Pemodelan Pola Arus Barotropik Musiman Tiga Dimensi (3D)

untuk Mensimulasikan Fenomena Upwelling di Perairan Indonesia

 

Peta Upwelling rata-rata Januari 2007 (Musim Barat)

 

Peta Upwelling rata-rata April 2007 (Musim Peralihan I)

 

Peta Upwelling rata-rata Agustus 2007 (Musim Timur)

 

Peta Upwelling rata-rata Oktober 2007 (Musim Peralihan II)

 

Latar Belakang :

Perairan yang kaya akan nutrisi menjadi tempat berkumpulnya fitoplankton, akibatnya menjadi daerah potensial penangkapan ikan. Daerah tersebut umumnya ditemukan di tempat naiknya massa air dari perairan dalam ke permukaan yang dikenal dengan upwelling. Dalam usaha memetakan daerah potensial penangkapan ikan, maka dilakukan pemodelan arus barotropik musiman tiga dimensi untuk mensimulasikan fenomena upwelling di perairan Indonesia.

Tujuan :

Memodelkan pola sirkulasi arus tiga dimensi (3D) setiap musim agar fenomena upwelling yang diwakili oleh arus vertikal dapat disimulasikan

Metode :

1. Membuat Desain Domain Model dengan kolom air yang dibedakan dalam 10 lapisan dengan ketebalan seragam, simulasi dilakukan pada bulan Januari mewakili musim barat, bulan April mewakili musim peralihan I, bulan Agustus mewakili musim timur dan bulan Oktober mewakili musim peralihan II.
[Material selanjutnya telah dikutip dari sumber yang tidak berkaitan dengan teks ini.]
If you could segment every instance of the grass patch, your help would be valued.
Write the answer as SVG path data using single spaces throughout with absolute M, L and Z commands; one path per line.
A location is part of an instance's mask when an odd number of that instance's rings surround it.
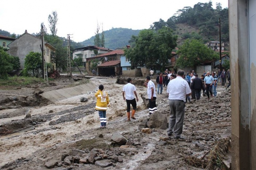
M 49 80 L 49 79 L 48 79 Z M 32 84 L 39 82 L 44 82 L 42 78 L 34 77 L 13 76 L 8 77 L 7 79 L 0 79 L 0 86 L 20 86 Z
M 88 149 L 91 150 L 93 148 L 105 150 L 113 147 L 111 145 L 105 143 L 102 139 L 98 138 L 82 139 L 76 142 L 74 145 L 76 148 L 80 150 Z

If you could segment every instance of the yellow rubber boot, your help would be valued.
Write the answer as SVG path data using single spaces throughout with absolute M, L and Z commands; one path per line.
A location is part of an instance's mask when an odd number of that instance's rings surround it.
M 131 121 L 131 119 L 130 118 L 130 112 L 127 112 L 127 121 Z
M 135 114 L 135 110 L 131 110 L 131 117 L 132 119 L 135 120 L 136 120 L 136 118 L 134 117 L 134 114 Z

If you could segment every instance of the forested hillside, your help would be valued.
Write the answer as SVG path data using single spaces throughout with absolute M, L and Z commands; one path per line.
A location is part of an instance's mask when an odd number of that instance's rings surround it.
M 188 38 L 201 39 L 208 41 L 219 41 L 219 18 L 221 18 L 221 40 L 229 41 L 228 9 L 222 9 L 220 3 L 216 9 L 213 8 L 212 3 L 198 3 L 193 7 L 185 7 L 178 10 L 166 21 L 160 19 L 149 27 L 157 31 L 162 27 L 171 28 L 174 34 L 178 36 L 178 46 Z M 146 29 L 147 28 L 145 28 Z M 133 30 L 123 28 L 112 28 L 105 31 L 105 47 L 115 49 L 125 47 L 129 44 L 132 35 L 137 36 L 141 30 Z M 7 31 L 0 29 L 0 35 L 15 38 L 14 33 L 11 35 Z M 89 39 L 78 43 L 72 41 L 71 50 L 75 48 L 89 45 L 94 45 L 95 35 Z M 101 35 L 100 34 L 100 36 Z M 61 38 L 61 37 L 60 37 Z M 62 37 L 63 40 L 66 38 Z M 66 45 L 65 42 L 63 45 Z M 54 45 L 54 44 L 53 44 Z
M 219 19 L 221 20 L 221 40 L 228 42 L 228 9 L 222 9 L 220 3 L 216 9 L 212 3 L 199 3 L 194 7 L 185 7 L 179 9 L 165 21 L 160 19 L 151 25 L 151 29 L 157 30 L 162 27 L 172 28 L 179 36 L 179 42 L 188 38 L 202 39 L 204 41 L 218 41 Z
M 132 35 L 137 35 L 141 30 L 133 30 L 128 28 L 113 28 L 105 31 L 105 47 L 110 49 L 125 47 L 129 44 L 129 41 Z M 100 36 L 101 35 L 100 34 Z M 83 46 L 94 45 L 95 36 L 83 42 L 80 42 Z

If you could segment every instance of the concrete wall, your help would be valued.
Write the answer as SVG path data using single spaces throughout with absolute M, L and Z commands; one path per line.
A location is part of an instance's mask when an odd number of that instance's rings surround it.
M 232 169 L 256 169 L 256 13 L 255 0 L 229 0 Z
M 80 69 L 81 71 L 82 72 L 84 72 L 85 70 L 86 70 L 85 68 L 84 67 L 78 67 L 79 68 L 79 69 Z M 72 72 L 79 72 L 79 70 L 78 70 L 78 69 L 77 68 L 77 67 L 72 67 L 71 68 L 71 71 Z
M 3 43 L 4 42 L 5 43 L 5 46 L 4 48 L 9 49 L 9 48 L 7 46 L 7 45 L 13 41 L 13 40 L 5 40 L 4 39 L 1 39 L 0 38 L 0 46 L 3 46 Z
M 256 1 L 249 1 L 251 169 L 256 169 Z
M 121 67 L 126 67 L 127 66 L 130 66 L 131 64 L 130 63 L 130 61 L 129 62 L 126 62 L 126 58 L 125 56 L 121 56 L 120 57 L 120 61 L 121 62 Z
M 122 75 L 124 77 L 135 77 L 135 69 L 130 70 L 130 71 L 123 70 L 122 72 Z

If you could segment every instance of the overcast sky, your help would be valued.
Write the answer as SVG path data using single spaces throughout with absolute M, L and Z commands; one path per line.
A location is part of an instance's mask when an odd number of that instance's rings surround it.
M 57 35 L 75 42 L 95 35 L 97 23 L 103 23 L 104 31 L 112 28 L 142 29 L 149 28 L 160 19 L 166 21 L 178 10 L 193 7 L 209 0 L 9 0 L 0 5 L 0 29 L 21 35 L 25 30 L 32 34 L 40 31 L 43 22 L 49 29 L 48 16 L 56 11 L 58 15 Z M 212 0 L 213 8 L 220 3 L 228 7 L 228 0 Z M 102 31 L 101 27 L 100 32 Z

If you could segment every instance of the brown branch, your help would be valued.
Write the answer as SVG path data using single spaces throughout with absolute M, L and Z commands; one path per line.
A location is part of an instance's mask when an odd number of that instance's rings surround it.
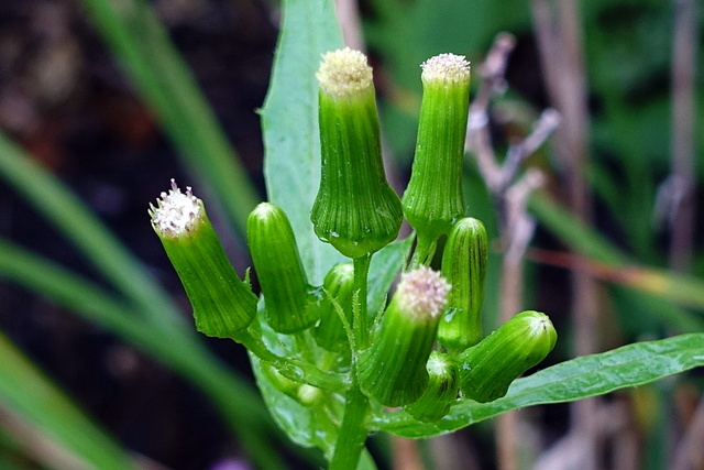
M 673 0 L 670 266 L 689 271 L 694 241 L 694 129 L 697 14 L 695 0 Z

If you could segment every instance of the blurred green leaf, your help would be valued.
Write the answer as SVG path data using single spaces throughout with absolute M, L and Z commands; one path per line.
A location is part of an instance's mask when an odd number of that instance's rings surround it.
M 130 456 L 0 332 L 0 403 L 75 457 L 97 469 L 136 468 Z
M 267 435 L 273 429 L 258 395 L 197 341 L 183 341 L 140 320 L 138 311 L 81 278 L 20 247 L 0 240 L 0 278 L 54 300 L 95 321 L 190 380 L 221 411 L 230 429 L 248 444 L 263 468 L 278 468 Z M 173 313 L 175 314 L 175 313 Z M 32 400 L 28 391 L 28 401 Z M 2 400 L 0 398 L 0 403 Z M 242 406 L 246 403 L 246 406 Z M 256 431 L 253 431 L 256 429 Z
M 179 152 L 241 233 L 260 200 L 187 64 L 144 0 L 80 0 Z M 165 185 L 168 182 L 164 182 Z
M 44 216 L 112 285 L 140 308 L 138 314 L 164 331 L 195 337 L 177 307 L 140 261 L 58 178 L 0 132 L 0 177 Z M 144 223 L 148 223 L 144 216 Z
M 409 438 L 438 436 L 512 409 L 602 395 L 702 365 L 704 334 L 637 342 L 561 362 L 518 379 L 503 398 L 484 404 L 464 401 L 438 423 L 421 424 L 407 413 L 397 412 L 375 417 L 374 427 Z
M 594 264 L 593 274 L 641 291 L 650 297 L 659 296 L 674 305 L 704 309 L 704 281 L 667 270 L 637 266 L 608 240 L 579 221 L 542 193 L 536 193 L 532 196 L 530 209 L 540 223 L 563 243 L 592 260 L 587 261 L 587 265 Z M 701 316 L 682 310 L 674 305 L 662 310 L 660 304 L 657 311 L 664 313 L 671 319 L 676 317 L 675 323 L 679 326 L 698 325 L 696 330 L 702 330 L 704 321 Z

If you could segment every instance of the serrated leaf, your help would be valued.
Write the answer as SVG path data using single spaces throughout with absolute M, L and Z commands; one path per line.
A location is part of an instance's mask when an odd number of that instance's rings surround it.
M 480 404 L 465 401 L 437 423 L 424 424 L 405 412 L 378 414 L 373 427 L 403 437 L 450 433 L 512 409 L 572 402 L 638 386 L 704 365 L 704 334 L 681 335 L 584 356 L 515 381 L 503 398 Z
M 262 371 L 262 361 L 250 353 L 252 370 L 256 384 L 262 391 L 264 402 L 274 420 L 286 431 L 288 437 L 304 447 L 317 447 L 326 455 L 331 455 L 338 437 L 333 418 L 342 416 L 342 398 L 334 406 L 330 395 L 324 404 L 304 406 L 286 393 L 278 390 Z
M 270 91 L 262 110 L 268 199 L 288 216 L 309 281 L 322 284 L 343 258 L 318 240 L 310 208 L 320 183 L 318 81 L 323 52 L 342 46 L 331 1 L 286 0 Z
M 411 241 L 407 239 L 391 243 L 372 259 L 367 296 L 370 308 L 374 308 L 371 311 L 378 310 L 383 305 L 391 284 L 408 256 Z M 261 325 L 261 332 L 268 348 L 279 356 L 290 354 L 295 348 L 290 336 L 277 335 L 266 325 Z M 278 390 L 263 373 L 261 361 L 253 354 L 250 357 L 262 396 L 278 426 L 295 442 L 306 447 L 318 447 L 326 455 L 331 455 L 337 439 L 337 427 L 342 420 L 344 397 L 328 393 L 327 400 L 316 406 L 304 406 Z

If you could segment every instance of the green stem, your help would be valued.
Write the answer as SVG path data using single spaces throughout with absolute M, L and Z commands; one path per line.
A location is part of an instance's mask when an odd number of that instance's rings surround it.
M 354 292 L 356 293 L 358 305 L 354 308 L 354 348 L 358 351 L 364 350 L 369 346 L 370 321 L 366 313 L 366 281 L 370 273 L 372 255 L 366 254 L 353 260 L 354 264 Z
M 369 400 L 360 390 L 356 380 L 348 391 L 345 398 L 344 416 L 330 461 L 330 470 L 355 470 L 369 434 L 365 424 Z
M 346 385 L 345 380 L 333 372 L 321 371 L 311 363 L 275 354 L 249 330 L 238 336 L 235 340 L 261 360 L 270 362 L 282 375 L 294 382 L 307 383 L 331 392 L 340 392 Z
M 432 261 L 432 256 L 436 254 L 437 240 L 430 240 L 427 237 L 418 234 L 418 242 L 414 250 L 414 255 L 410 260 L 410 270 L 420 267 L 421 265 L 429 265 Z

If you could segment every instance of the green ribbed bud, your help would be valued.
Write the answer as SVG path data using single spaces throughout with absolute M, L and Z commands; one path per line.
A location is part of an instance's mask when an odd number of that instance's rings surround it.
M 422 396 L 405 409 L 418 420 L 435 422 L 450 411 L 460 386 L 457 362 L 448 354 L 432 351 L 426 367 L 429 381 Z
M 426 266 L 402 275 L 372 346 L 358 359 L 360 387 L 367 396 L 386 406 L 420 398 L 449 289 L 440 273 Z
M 283 334 L 312 326 L 318 317 L 309 308 L 311 288 L 286 214 L 273 204 L 260 204 L 246 219 L 246 239 L 264 295 L 266 323 Z
M 403 219 L 384 174 L 372 69 L 344 48 L 323 56 L 317 77 L 322 170 L 310 220 L 321 240 L 362 258 L 392 242 Z
M 323 295 L 315 307 L 320 317 L 320 323 L 314 330 L 316 342 L 328 351 L 346 350 L 350 348 L 348 335 L 330 297 L 334 298 L 342 308 L 348 323 L 351 325 L 352 296 L 354 294 L 354 267 L 352 263 L 336 264 L 326 275 L 323 287 L 328 295 Z
M 460 357 L 460 389 L 480 403 L 501 398 L 521 373 L 542 361 L 558 340 L 550 318 L 524 311 Z
M 440 54 L 422 65 L 422 101 L 404 216 L 429 245 L 464 215 L 462 160 L 470 106 L 470 64 Z
M 202 200 L 190 187 L 182 193 L 172 179 L 157 207 L 150 205 L 150 216 L 186 289 L 198 331 L 237 339 L 254 319 L 257 298 L 228 261 Z
M 438 341 L 451 350 L 463 350 L 482 339 L 482 303 L 488 242 L 484 225 L 460 219 L 450 230 L 442 253 L 442 276 L 452 285 Z

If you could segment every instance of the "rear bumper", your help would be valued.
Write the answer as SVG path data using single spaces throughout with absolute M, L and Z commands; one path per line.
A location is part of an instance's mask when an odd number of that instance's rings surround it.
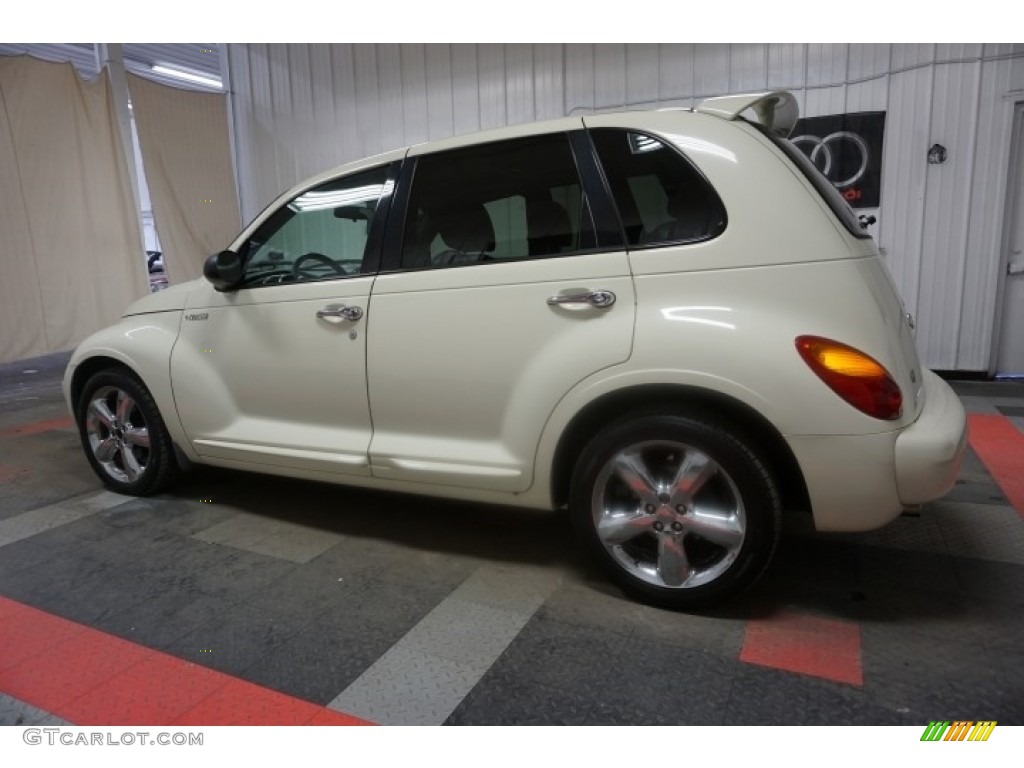
M 964 407 L 930 371 L 922 394 L 921 416 L 899 431 L 786 437 L 818 530 L 871 530 L 953 486 L 967 444 Z
M 967 446 L 967 415 L 956 393 L 924 372 L 925 408 L 896 438 L 896 488 L 903 504 L 924 504 L 956 482 Z

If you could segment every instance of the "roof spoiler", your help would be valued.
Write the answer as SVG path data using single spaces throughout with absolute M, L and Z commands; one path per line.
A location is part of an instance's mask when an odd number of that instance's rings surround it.
M 767 93 L 742 93 L 737 96 L 717 96 L 706 98 L 697 106 L 697 112 L 715 115 L 725 120 L 737 120 L 740 113 L 754 110 L 758 122 L 772 133 L 785 138 L 800 118 L 797 98 L 788 91 Z

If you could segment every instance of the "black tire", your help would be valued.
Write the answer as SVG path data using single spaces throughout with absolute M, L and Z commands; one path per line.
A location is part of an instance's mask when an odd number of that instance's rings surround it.
M 584 547 L 626 592 L 693 609 L 732 597 L 764 572 L 781 502 L 741 437 L 691 417 L 638 415 L 584 449 L 569 513 Z
M 174 446 L 160 410 L 127 369 L 94 374 L 82 389 L 75 417 L 85 456 L 112 490 L 151 496 L 177 477 Z

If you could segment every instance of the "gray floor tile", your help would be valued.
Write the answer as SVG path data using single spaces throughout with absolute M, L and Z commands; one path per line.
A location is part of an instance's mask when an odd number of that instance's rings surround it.
M 381 725 L 440 725 L 486 669 L 398 646 L 329 707 Z
M 341 541 L 340 536 L 328 530 L 246 512 L 200 530 L 195 537 L 296 563 L 309 562 Z

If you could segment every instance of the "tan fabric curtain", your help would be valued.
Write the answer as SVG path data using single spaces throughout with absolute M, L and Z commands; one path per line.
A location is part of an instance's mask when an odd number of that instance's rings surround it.
M 206 257 L 241 228 L 227 97 L 131 74 L 128 90 L 167 276 L 199 278 Z
M 0 361 L 69 349 L 146 291 L 109 78 L 0 56 Z

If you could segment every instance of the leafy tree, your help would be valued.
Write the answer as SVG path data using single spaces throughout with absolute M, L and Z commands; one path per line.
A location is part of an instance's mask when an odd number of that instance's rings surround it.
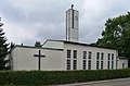
M 42 45 L 40 44 L 40 41 L 36 41 L 35 47 L 37 47 L 37 48 L 41 48 Z
M 115 48 L 120 57 L 130 59 L 130 12 L 118 17 L 108 19 L 99 46 Z
M 5 64 L 9 62 L 9 60 L 5 59 L 9 50 L 8 48 L 9 44 L 6 44 L 3 28 L 1 28 L 3 24 L 0 22 L 0 70 L 6 70 L 9 69 L 9 66 L 5 66 Z

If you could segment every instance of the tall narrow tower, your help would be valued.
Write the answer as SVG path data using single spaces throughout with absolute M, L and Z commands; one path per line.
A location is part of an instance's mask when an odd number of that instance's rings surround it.
M 66 11 L 66 40 L 78 41 L 79 12 L 74 10 L 74 4 Z

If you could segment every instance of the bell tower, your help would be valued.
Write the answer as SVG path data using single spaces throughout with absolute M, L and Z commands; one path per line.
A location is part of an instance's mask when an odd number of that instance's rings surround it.
M 79 12 L 74 4 L 66 11 L 66 41 L 78 41 Z

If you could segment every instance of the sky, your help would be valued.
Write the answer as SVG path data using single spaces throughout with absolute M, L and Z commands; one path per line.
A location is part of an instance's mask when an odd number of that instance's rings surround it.
M 79 11 L 79 41 L 87 44 L 102 37 L 107 19 L 130 11 L 130 0 L 0 0 L 8 42 L 34 46 L 65 39 L 65 16 L 72 4 Z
2.  Melakukan input data garis pantai, batimetri, pasang surut, angin dan tekanan udara permukaan laut.

3.  Membuat simulasi pola arus dengan pemodelan hidrodinamika menggunakan metoda numerik finite volume dan bantuan Mike 21 software (DHI water and environment, 2005).

Hasil :

1.  Pola arus barotropik dengan metode finite volume memiliki hasil yang baik untuk daerah perairan terbuka. Hasil verifikasi elevasi dengan data observasi dari DART menunjukkan bahwa simulasi tersebut memiliki error RMS yang relatif kecil, yaitu

11,735 cm artinya simulasi model sudah mendekati data observasi.

2.  Pola arus hasil simulasi menggambarkan Mindanao Eddy di lapisan paling dangkal dan melemah ke lapisan yang lebih dalam, sementara Halmahera Eddy terpetakan pada lapisan permukaan saja. Arus Lintas Indonesia (ARLINDO) terpetakan pada semua lapisan kecuali lapisan permukaan

3.  Hasil permodelan menunjukkan upwelling pada musim barat berada di daerah Indonesia timur yaitu di timur Kalimantan, Teluk Tomini, Teluk Bone, Laut Maluku, Laut Halmahera, dan Laut Banda. Pada musim peralihan I, upwelling mulai muncul di selatan Jawa. Sementara, di Indonesia timur mengecil luasnya. Pada musim timur, upwelling mulai meluas ke barat Indonesia, dan menguat di timur Indonesia. Upwelling mulai muncul di selatan dan utara Sulawesi sampai Sangihe Talaud. Pada musim peralihan II, upwelling makin meluas ke arah barat sampai perairan Pulau Simeuleu. Sedangkan pada Indonesia timur semakin berkurang dibandingkan musim timur.

Lokasi Kegiatan            :   Jakarta (DKI Jakarta); Jawa Barat (Kota Bandung, Kota Bogor)

Penanggungjawab         :   Gunardi Kusumah, M.T. Peneliti

Utama Keg.     :   Eva Mustikasari, S.Si.